Il était encore matin et je me suis arrêté pour prendre un petit-déjeuner au Bar del Tribunale, juste sur la place du Dôme en face de la cathédrale. J'ai commandé un café et une brioche chaude : la spécialité qui a rendu ce lieu célèbre. La brioche est continuellement cuite et servie vide ou garnie à la demande avec des crèmes artisanales. Je suis gourmand et ce matin-là, j'ai exagéré en demandant une double garniture de pistache et noisette. Prendre le petit-déjeuner à Trani n'est pas juste manger quelque chose -- c'est une partie de la journée.

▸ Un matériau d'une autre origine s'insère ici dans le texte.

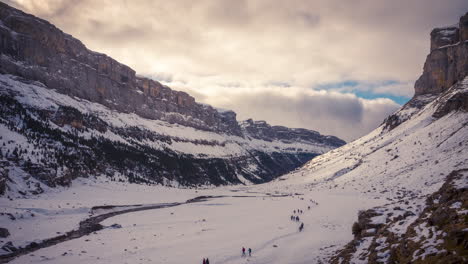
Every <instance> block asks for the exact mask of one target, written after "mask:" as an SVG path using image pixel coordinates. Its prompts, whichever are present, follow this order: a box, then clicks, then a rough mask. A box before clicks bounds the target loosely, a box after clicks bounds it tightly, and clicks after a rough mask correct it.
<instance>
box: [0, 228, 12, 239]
mask: <svg viewBox="0 0 468 264" xmlns="http://www.w3.org/2000/svg"><path fill="white" fill-rule="evenodd" d="M9 236H10V232H9V231H8V229H6V228H3V227H0V237H1V238H5V237H9Z"/></svg>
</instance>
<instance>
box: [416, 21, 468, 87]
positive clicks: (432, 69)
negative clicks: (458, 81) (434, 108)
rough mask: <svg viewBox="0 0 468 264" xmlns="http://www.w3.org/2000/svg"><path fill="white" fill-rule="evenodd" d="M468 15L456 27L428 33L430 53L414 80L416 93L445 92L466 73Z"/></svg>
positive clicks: (440, 29)
mask: <svg viewBox="0 0 468 264" xmlns="http://www.w3.org/2000/svg"><path fill="white" fill-rule="evenodd" d="M467 32H468V14H466V15H464V16H462V17H461V18H460V22H459V26H458V27H447V28H436V29H434V30H433V31H432V32H431V52H430V53H429V55H428V56H427V59H426V63H425V64H424V71H423V74H422V75H421V77H420V78H419V79H418V80H417V81H416V83H415V86H414V88H415V95H416V96H417V95H423V94H438V93H441V92H443V91H446V90H447V89H448V88H449V87H450V86H452V85H454V84H455V83H456V82H458V81H461V80H463V78H464V77H465V76H466V75H467V73H468V34H467Z"/></svg>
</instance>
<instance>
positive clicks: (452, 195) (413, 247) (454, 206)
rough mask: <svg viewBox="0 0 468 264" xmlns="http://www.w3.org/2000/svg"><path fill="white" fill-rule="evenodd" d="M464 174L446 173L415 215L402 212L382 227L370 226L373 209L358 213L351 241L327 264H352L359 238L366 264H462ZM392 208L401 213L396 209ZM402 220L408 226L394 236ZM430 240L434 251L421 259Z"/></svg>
mask: <svg viewBox="0 0 468 264" xmlns="http://www.w3.org/2000/svg"><path fill="white" fill-rule="evenodd" d="M466 173H467V170H466V169H465V170H457V171H453V172H452V173H450V174H449V175H448V176H447V179H446V182H445V183H444V185H442V187H441V188H440V189H439V190H438V191H437V192H435V193H434V194H432V195H430V196H429V197H428V198H427V199H426V208H425V209H424V210H423V211H422V212H421V213H420V214H418V215H417V216H416V215H415V214H414V213H412V212H411V211H406V212H405V213H404V214H401V215H400V216H398V217H394V218H392V217H387V222H386V223H385V224H379V225H372V224H369V223H370V222H371V221H370V219H371V218H372V217H374V216H378V215H379V214H376V211H375V210H374V209H369V210H366V211H362V212H360V213H359V218H358V222H356V223H355V224H354V225H353V230H352V231H353V234H354V239H353V241H351V242H350V243H348V244H347V245H346V246H345V248H343V249H341V250H339V251H337V252H336V254H335V255H334V256H333V257H332V258H331V259H330V260H329V263H353V262H352V261H351V256H352V255H353V254H354V253H355V252H356V250H357V246H358V245H360V244H361V243H362V241H363V239H367V240H371V243H370V245H369V247H368V248H366V249H365V253H366V254H365V258H363V259H362V260H363V261H365V262H366V263H369V264H373V263H465V262H466V261H465V260H466V257H467V256H468V255H467V254H468V232H467V231H466V230H467V229H466V228H467V227H468V221H467V220H466V213H463V212H465V211H466V210H467V208H468V188H466V184H465V187H463V186H460V183H463V182H465V183H466V182H467V179H468V178H467V176H466V175H467V174H466ZM454 205H458V206H454ZM388 207H391V205H388ZM393 209H394V210H398V211H401V210H402V209H401V208H399V207H393ZM405 221H409V222H410V223H411V224H410V225H409V227H408V228H407V230H406V232H404V233H403V234H396V233H394V232H393V231H392V230H394V229H395V227H398V226H401V224H402V223H403V222H405ZM421 227H424V228H426V230H427V234H426V235H424V236H421ZM369 228H373V229H374V230H375V231H374V232H372V233H366V232H365V230H366V229H367V230H369ZM382 241H385V243H383V242H382ZM431 241H437V243H434V242H432V243H434V247H435V248H437V251H435V252H434V253H431V254H429V255H426V256H424V253H425V250H429V248H428V243H431ZM379 256H380V258H379ZM382 256H386V257H385V258H386V260H384V261H383V260H382Z"/></svg>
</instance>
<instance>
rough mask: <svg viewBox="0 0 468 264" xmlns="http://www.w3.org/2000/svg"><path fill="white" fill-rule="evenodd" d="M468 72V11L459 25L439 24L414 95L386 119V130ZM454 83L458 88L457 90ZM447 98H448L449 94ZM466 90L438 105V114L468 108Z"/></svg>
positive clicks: (410, 114) (424, 63)
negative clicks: (443, 25)
mask: <svg viewBox="0 0 468 264" xmlns="http://www.w3.org/2000/svg"><path fill="white" fill-rule="evenodd" d="M467 75H468V13H467V14H465V15H464V16H463V17H461V18H460V22H459V25H458V27H445V28H436V29H434V30H433V31H432V32H431V52H430V54H429V55H428V56H427V58H426V62H425V63H424V70H423V74H422V75H421V77H419V79H418V80H417V81H416V83H415V85H414V90H415V94H414V97H413V98H412V99H411V100H410V101H409V102H408V103H406V104H405V105H404V106H403V107H402V108H401V110H400V111H398V112H396V113H395V114H392V115H390V116H389V117H387V118H386V119H385V120H384V131H389V130H392V129H393V128H395V127H397V126H398V125H400V124H401V123H403V122H405V121H406V120H408V119H409V118H410V117H411V115H412V114H414V113H416V112H417V111H418V110H419V109H421V108H422V107H424V106H425V105H427V104H428V103H430V102H432V101H433V100H434V99H435V98H437V97H438V96H439V95H443V94H444V93H447V92H448V89H449V88H450V87H452V86H454V85H456V84H457V83H459V82H462V81H463V80H464V79H465V78H466V76H467ZM457 89H458V88H457V87H454V90H457ZM445 99H446V98H445ZM466 100H467V98H466V94H464V93H457V94H455V95H453V96H451V98H450V99H449V100H443V102H440V103H439V105H438V110H437V111H436V113H435V114H434V117H437V118H438V117H441V116H443V115H445V114H447V113H449V112H450V111H454V110H462V111H467V109H468V108H467V102H466Z"/></svg>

Après le petit-déjeuner, j'ai traversé la place et suis entré dans le Musée Diocésain, hébergé dans le Palais Lodispoto historique. Le palais ferme le côté de la place vers la ville et dialogue avec la basilique : austère et romane la cathédrale, plus élégant et baroque le palais. Tous deux construits en tuf local, ils s'harmonisent malgré les siècles qui les séparent.
A l'intérieur, dans l'atrium, se trouve la billetterie. Le palais appartient à l'Archidiocèse de Trani-Barletta-Bisceglie. Il a été donné par la famille Lodispoto pour en faire un centre culturel. Le billet coûte 7 euros, réduit 5. Le musée est aussi en partenariat avec le Musée Synagogue Sant'Anna. Présentez un billet pour une réduction sur l'autre.

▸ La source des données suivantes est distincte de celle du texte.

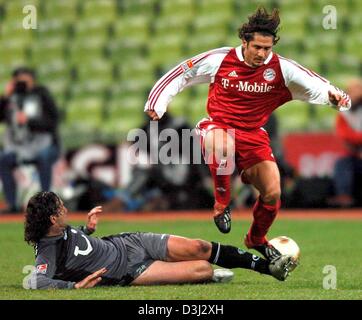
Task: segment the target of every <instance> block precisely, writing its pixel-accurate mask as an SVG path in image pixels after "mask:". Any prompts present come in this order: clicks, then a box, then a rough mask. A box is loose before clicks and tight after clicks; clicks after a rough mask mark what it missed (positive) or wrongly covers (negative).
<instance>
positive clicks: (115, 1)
mask: <svg viewBox="0 0 362 320" xmlns="http://www.w3.org/2000/svg"><path fill="white" fill-rule="evenodd" d="M82 15H83V18H86V19H91V20H98V21H102V22H109V21H113V20H115V19H116V17H117V6H116V1H114V0H98V1H84V5H83V7H82Z"/></svg>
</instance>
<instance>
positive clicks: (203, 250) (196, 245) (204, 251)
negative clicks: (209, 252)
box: [190, 239, 211, 259]
mask: <svg viewBox="0 0 362 320" xmlns="http://www.w3.org/2000/svg"><path fill="white" fill-rule="evenodd" d="M191 241H192V242H191V245H190V255H192V256H193V257H194V258H197V259H202V258H203V257H205V256H207V255H208V253H209V252H210V250H211V244H210V243H209V242H207V241H204V240H200V239H195V240H191Z"/></svg>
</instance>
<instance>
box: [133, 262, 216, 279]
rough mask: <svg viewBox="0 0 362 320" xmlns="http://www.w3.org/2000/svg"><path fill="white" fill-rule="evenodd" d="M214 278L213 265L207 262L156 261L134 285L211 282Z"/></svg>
mask: <svg viewBox="0 0 362 320" xmlns="http://www.w3.org/2000/svg"><path fill="white" fill-rule="evenodd" d="M212 276H213V269H212V267H211V264H210V263H208V262H207V261H205V260H192V261H179V262H165V261H155V262H154V263H152V264H151V265H150V266H149V267H148V268H147V269H146V270H145V271H144V272H143V273H142V274H141V275H140V276H139V277H137V278H136V279H135V280H133V282H132V283H131V284H132V285H152V284H172V283H197V282H205V281H210V280H211V279H212Z"/></svg>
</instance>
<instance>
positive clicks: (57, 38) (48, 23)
mask: <svg viewBox="0 0 362 320" xmlns="http://www.w3.org/2000/svg"><path fill="white" fill-rule="evenodd" d="M69 28H70V23H68V22H66V21H65V20H64V19H63V18H60V17H57V18H53V19H43V20H41V23H40V24H39V26H38V29H37V32H36V33H35V34H34V36H35V38H37V39H39V40H42V41H48V40H52V41H56V40H58V41H66V38H67V37H68V33H69Z"/></svg>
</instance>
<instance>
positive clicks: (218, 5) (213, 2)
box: [196, 0, 234, 21]
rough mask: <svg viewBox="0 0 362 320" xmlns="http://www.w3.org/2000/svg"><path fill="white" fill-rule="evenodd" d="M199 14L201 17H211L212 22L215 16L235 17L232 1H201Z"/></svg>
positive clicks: (199, 1) (199, 9) (232, 3)
mask: <svg viewBox="0 0 362 320" xmlns="http://www.w3.org/2000/svg"><path fill="white" fill-rule="evenodd" d="M196 3H197V13H198V14H199V13H200V14H201V15H209V18H210V17H212V19H210V20H211V21H212V20H213V18H214V16H215V15H216V16H217V15H222V16H225V17H232V16H233V15H234V5H233V2H232V1H224V0H200V1H197V2H196Z"/></svg>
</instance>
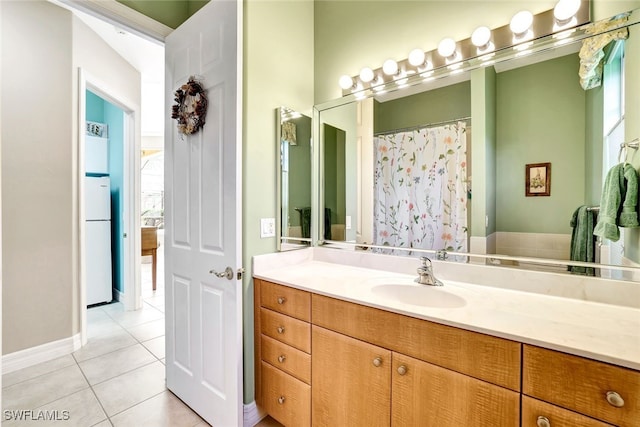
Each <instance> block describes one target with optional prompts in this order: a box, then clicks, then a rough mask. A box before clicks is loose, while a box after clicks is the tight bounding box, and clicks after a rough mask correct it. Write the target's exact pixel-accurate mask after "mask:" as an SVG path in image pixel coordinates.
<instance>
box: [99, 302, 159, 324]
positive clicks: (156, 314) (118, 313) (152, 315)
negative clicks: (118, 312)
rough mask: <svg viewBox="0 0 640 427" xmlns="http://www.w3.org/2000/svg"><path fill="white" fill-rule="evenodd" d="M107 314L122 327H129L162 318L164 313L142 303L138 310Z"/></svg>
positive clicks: (151, 321)
mask: <svg viewBox="0 0 640 427" xmlns="http://www.w3.org/2000/svg"><path fill="white" fill-rule="evenodd" d="M109 316H111V318H112V319H113V320H115V321H116V322H118V324H120V326H122V327H123V328H131V327H133V326H137V325H142V324H143V323H147V322H152V321H154V320H158V319H162V318H164V313H163V312H161V311H160V310H158V309H156V308H154V307H151V306H150V305H148V304H142V309H140V310H136V311H123V312H119V313H109Z"/></svg>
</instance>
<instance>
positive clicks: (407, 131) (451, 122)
mask: <svg viewBox="0 0 640 427" xmlns="http://www.w3.org/2000/svg"><path fill="white" fill-rule="evenodd" d="M469 120H471V116H469V117H460V118H459V119H451V120H445V121H442V122H436V123H427V124H424V125H417V126H410V127H406V128H400V129H392V130H386V131H384V132H377V133H374V134H373V136H381V135H389V134H392V133H398V132H408V131H410V130H416V129H423V128H432V127H435V126H440V125H446V124H449V123H455V122H468V121H469Z"/></svg>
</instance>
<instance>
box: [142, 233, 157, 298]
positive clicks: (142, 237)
mask: <svg viewBox="0 0 640 427" xmlns="http://www.w3.org/2000/svg"><path fill="white" fill-rule="evenodd" d="M141 234H142V238H141V240H142V256H146V255H151V283H152V284H153V290H154V291H155V290H156V271H157V268H156V260H157V250H158V227H156V226H153V225H152V226H142V229H141Z"/></svg>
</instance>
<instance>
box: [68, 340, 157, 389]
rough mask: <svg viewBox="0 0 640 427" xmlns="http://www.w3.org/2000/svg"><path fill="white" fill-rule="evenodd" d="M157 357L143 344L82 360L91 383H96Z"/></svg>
mask: <svg viewBox="0 0 640 427" xmlns="http://www.w3.org/2000/svg"><path fill="white" fill-rule="evenodd" d="M155 360H156V358H155V357H154V356H153V354H151V353H150V352H149V351H148V350H147V349H146V348H144V347H143V346H142V345H141V344H135V345H132V346H130V347H125V348H123V349H121V350H116V351H114V352H111V353H108V354H105V355H102V356H98V357H94V358H93V359H89V360H85V361H84V362H80V363H79V365H80V369H82V372H84V375H85V376H86V377H87V381H89V384H91V385H95V384H99V383H101V382H103V381H106V380H108V379H111V378H115V377H117V376H118V375H121V374H124V373H126V372H129V371H132V370H134V369H136V368H139V367H141V366H144V365H148V364H150V363H152V362H154V361H155Z"/></svg>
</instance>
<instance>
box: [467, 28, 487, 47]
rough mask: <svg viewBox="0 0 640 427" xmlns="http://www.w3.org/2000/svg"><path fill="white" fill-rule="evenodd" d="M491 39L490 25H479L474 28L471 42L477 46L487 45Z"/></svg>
mask: <svg viewBox="0 0 640 427" xmlns="http://www.w3.org/2000/svg"><path fill="white" fill-rule="evenodd" d="M489 40H491V30H490V29H489V27H484V26H483V27H478V28H476V29H475V30H474V32H473V34H471V43H473V45H474V46H475V47H482V46H486V45H487V43H489Z"/></svg>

La visite se déroule sur plusieurs niveaux, reliés par un ascenseur. J'ai commencé au sous-sol. Là se trouve la zone archéologique avec les vestiges des structures anciennes. Ce n'est pas la partie la plus spectaculaire, mais elle montre la complexité de l'histoire du lieu.
En montant au rez-de-chaussée, on découvre la section lapidaire. Il y a des fragments sculptés, inscriptions et sarcophages de la cathédrale et d'autres églises. En marchant parmi ces pierres, on a l'impression de feuilleter des pages d'histoire locale.
En continuant aux étages supérieurs, on atteint le cœur du Musée Diocésain. On y trouve des œuvres liées à l'histoire religieuse de Trani. J'ai été particulièrement frappé par le reliquaire de Saint Nicolas Pèlerin, patron de la ville. Il y a aussi des peintures et icônes d'art dévotionnel du Moyen Âge au XVIIIe siècle.
Une des surprises de la visite est la section dédiée aux machines à écrire. Ce n'est pas ce qu'on attend dans un musée diocésain, et c'est ce qui la rend intéressante. Cette collection a une histoire particulière. L'entrepreneur Natale Pagano a travaillé des années à Ivrea chez Olivetti. Puis, il est revenu à Trani et a commencé à collecter des machines de différents pays. Avec le temps, la collection est devenue un musée dans le musée. Aujourd'hui, environ 500 pièces sont exposées. Des modèles du XIXe siècle aux machines électroniques récentes, avec des claviers en langues diverses, des outils pour l'écriture en braille et même des versions jouets pour enfants. Certaines sont célèbres pour avoir été utilisées par de grands écrivains ou vues au cinéma.
La visite complète prend environ une heure et demie, en suivant le parcours avec la brochure fournie à l'entrée.
Si vous venez de l'extérieur de la ville, le train est la solution la plus pratique. La zone autour de la cathédrale a peu de parkings. La rejoindre à pied depuis la gare prend quelques minutes. Il suffit de marcher vers la mer et de tourner légèrement à gauche. Soudain, un des panoramas les plus enchanteurs des Pouilles s'ouvre à vous. La place surplombe l'eau, avec la cathédrale, le clocher et le Palais Lodispoto.
Trani a un rythme différent par rapport à d'autres lieux très fréquentés des Pouilles comme Monopoli, Polignano, Ostuni ou Lecce. Le matin, vous pouvez entrer dans la cathédrale, visiter le musée et être surpris par une collection de machines à écrire. Puis, arrêtez-vous pour un dessert, promenez-vous sur le front de mer et regardez les bateaux dans le port. C'est une ville qui se savoure mieux avec calme et qui réserve quelques surprises à ceux qui restent plus de quelques heures.